While file descriptors are preferred as a userspace interface, the kernel is better off working directly with struct files

ksys_write() removed from init/initramfs.c

ksys_write() removed from init/do_mounts_rd.c

  1. Notice that ksys_lseek() is restricted to static linkage

The other kernel interface

kernel_write()

  1. Verify the write operation

  2. Acquire a filesystem resource

  3. Perform the underlying operation

  4. Release the filesystem resource

Almost a simplified vfs_write()


Callable from userspace and the kernel

ksys_write()

  1. Obtain a reference to the file position or bail

  2. Create a local copy of the file position

  3. Perform virtual filesystem (VFS) write

  4. If needed, update the file position

  5. Drop any held references


Spot the difference

ksys_write()

How does the function differ from ksys_read()?


Keeping these slides DRY

  1. DRY: "Don't Repeat Yourself"

  2. See the slides on read

  3. We will skip right to vfs_write()


Right into the meat

vfs_write()

  1. Verify and validate the operation

  2. Acquire filesystem resources

  3. Perform the write operation

  4. Account for the operation

  5. Release filesystem resources


First validation

vfs_write()

  1. Make sure file open for writing (FMODE_WRITE)

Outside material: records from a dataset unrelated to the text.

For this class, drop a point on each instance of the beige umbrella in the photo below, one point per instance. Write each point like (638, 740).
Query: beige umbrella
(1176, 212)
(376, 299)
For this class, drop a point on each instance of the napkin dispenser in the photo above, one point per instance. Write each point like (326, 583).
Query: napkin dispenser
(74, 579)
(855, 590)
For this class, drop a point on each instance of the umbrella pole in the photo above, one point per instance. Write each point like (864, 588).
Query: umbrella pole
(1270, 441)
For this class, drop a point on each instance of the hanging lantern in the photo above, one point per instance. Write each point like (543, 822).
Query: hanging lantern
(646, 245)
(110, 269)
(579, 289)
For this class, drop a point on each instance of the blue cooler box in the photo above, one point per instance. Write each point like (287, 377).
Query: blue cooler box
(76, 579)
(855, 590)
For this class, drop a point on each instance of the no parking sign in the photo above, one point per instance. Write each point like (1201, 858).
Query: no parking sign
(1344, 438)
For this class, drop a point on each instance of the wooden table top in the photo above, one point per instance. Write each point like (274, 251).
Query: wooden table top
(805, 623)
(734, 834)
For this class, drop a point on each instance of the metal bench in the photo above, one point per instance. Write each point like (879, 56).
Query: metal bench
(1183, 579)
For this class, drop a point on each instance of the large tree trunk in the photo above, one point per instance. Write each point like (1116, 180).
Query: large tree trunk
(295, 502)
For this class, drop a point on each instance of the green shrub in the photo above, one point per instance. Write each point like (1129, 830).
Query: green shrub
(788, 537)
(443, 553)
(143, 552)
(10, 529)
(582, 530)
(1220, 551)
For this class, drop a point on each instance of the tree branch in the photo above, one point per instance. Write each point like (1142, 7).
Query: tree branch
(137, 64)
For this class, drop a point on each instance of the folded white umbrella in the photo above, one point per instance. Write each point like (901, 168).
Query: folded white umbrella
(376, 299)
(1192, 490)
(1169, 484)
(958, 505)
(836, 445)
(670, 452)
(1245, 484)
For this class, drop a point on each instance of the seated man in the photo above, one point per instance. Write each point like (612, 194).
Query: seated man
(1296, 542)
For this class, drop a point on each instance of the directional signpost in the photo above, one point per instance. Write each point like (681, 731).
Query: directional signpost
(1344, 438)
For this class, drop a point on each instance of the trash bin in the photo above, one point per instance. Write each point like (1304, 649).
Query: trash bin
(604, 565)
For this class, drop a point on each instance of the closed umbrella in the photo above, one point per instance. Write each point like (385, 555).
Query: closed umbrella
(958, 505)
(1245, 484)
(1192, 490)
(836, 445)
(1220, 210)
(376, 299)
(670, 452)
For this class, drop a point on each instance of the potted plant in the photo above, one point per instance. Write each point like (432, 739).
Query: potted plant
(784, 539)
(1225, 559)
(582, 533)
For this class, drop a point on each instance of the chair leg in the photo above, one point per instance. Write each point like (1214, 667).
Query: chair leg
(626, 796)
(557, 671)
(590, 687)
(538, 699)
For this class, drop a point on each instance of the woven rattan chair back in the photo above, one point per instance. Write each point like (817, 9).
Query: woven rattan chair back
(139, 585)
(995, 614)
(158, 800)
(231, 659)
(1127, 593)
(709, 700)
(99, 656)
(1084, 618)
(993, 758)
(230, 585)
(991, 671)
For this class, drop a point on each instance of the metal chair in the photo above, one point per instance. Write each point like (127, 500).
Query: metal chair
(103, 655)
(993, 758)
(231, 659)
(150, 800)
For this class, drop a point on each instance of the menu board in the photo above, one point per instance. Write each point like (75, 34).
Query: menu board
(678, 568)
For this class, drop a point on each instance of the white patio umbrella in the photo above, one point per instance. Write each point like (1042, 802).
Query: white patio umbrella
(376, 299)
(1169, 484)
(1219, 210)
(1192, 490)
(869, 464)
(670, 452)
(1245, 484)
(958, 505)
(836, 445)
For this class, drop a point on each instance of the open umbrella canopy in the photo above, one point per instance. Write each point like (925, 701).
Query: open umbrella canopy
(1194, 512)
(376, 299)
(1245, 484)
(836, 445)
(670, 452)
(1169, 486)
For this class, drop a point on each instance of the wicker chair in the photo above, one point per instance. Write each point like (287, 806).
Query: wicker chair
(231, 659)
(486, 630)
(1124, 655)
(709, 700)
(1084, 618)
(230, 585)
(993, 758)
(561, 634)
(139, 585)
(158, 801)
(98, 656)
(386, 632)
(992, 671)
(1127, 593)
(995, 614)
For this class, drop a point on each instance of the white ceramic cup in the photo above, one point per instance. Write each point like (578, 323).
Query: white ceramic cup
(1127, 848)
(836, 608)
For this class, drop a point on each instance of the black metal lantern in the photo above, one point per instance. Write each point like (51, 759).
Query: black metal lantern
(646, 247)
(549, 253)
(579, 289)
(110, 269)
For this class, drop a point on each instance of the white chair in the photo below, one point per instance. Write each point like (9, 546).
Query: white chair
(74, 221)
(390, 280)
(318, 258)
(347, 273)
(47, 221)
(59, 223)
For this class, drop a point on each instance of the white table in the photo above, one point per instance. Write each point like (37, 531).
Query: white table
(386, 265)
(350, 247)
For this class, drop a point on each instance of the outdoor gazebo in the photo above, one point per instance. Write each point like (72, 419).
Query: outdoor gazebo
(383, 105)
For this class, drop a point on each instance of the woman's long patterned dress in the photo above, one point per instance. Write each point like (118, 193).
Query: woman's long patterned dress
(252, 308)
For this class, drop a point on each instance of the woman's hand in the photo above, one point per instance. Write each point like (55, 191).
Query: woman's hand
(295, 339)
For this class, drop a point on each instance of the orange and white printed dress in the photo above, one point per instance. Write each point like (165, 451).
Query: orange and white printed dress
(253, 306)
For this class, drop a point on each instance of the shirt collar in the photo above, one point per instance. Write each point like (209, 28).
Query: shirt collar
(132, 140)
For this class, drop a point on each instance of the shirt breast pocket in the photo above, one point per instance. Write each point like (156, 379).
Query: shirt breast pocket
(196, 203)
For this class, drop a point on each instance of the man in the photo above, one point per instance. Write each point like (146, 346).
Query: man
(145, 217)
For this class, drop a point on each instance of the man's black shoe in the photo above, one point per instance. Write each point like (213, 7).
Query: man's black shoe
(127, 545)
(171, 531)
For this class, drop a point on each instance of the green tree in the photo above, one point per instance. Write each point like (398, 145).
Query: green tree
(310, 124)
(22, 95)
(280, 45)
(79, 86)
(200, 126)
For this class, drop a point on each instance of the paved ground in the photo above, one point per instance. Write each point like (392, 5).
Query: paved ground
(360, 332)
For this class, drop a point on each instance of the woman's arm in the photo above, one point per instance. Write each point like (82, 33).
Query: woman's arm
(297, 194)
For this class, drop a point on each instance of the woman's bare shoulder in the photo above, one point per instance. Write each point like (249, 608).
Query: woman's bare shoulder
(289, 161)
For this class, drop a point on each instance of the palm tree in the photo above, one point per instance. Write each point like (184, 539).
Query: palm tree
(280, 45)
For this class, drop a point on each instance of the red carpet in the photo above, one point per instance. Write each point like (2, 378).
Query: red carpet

  2. Make sure writing makes sense (FMODE_CAN_WRITE)

  3. Make sure buf is a userspace address range


Verifying the target

rw_verify_area()

  1. Disallow count values with top bit set

  2. Sanity check the file position

    1. Signed offsets may wrap or exceed bounds
  3. Verify write access


Security checks

security_file_permission()
  1. Use MAY_WRITE as our mask

  2. Call an arbitrary number of file_permission security hooks


The hook caller

call_int_hook()

  1. __label__ to declare local label.

    1. Why?
  2. RC = LSM_RET_DEFAULT(NAME) initial return code if all hooks return 0

    1. Where is file_permission_default defined?
  3. Call each hook and stop if one fails

  4. Statement expression evaluates to return code


unroll

LSM_LOOP_UNROLL()

  1. Recursively defined macro

  2. #define UNROLL(...

  3. Changed from hlist iteration in Summer 2024 by 417c5643cd67a

  4. Macro counting done for MAX_LSM_COUNT


LSM XARGS

union security_list_options

  1. Define a macro in particular way

  2. Resolve many instances of this macro

    1. Specifically LSM_HOOK(..., file_permission, ...)
  3. Undefine the macro to allow later re-use

    1. This technique is called xmacros

demo

xmacros_example


Example file_permission hooks

selinux_file_permission()

  1. Security Enhanced Linux: Fine-grained mandatory access control (MAC)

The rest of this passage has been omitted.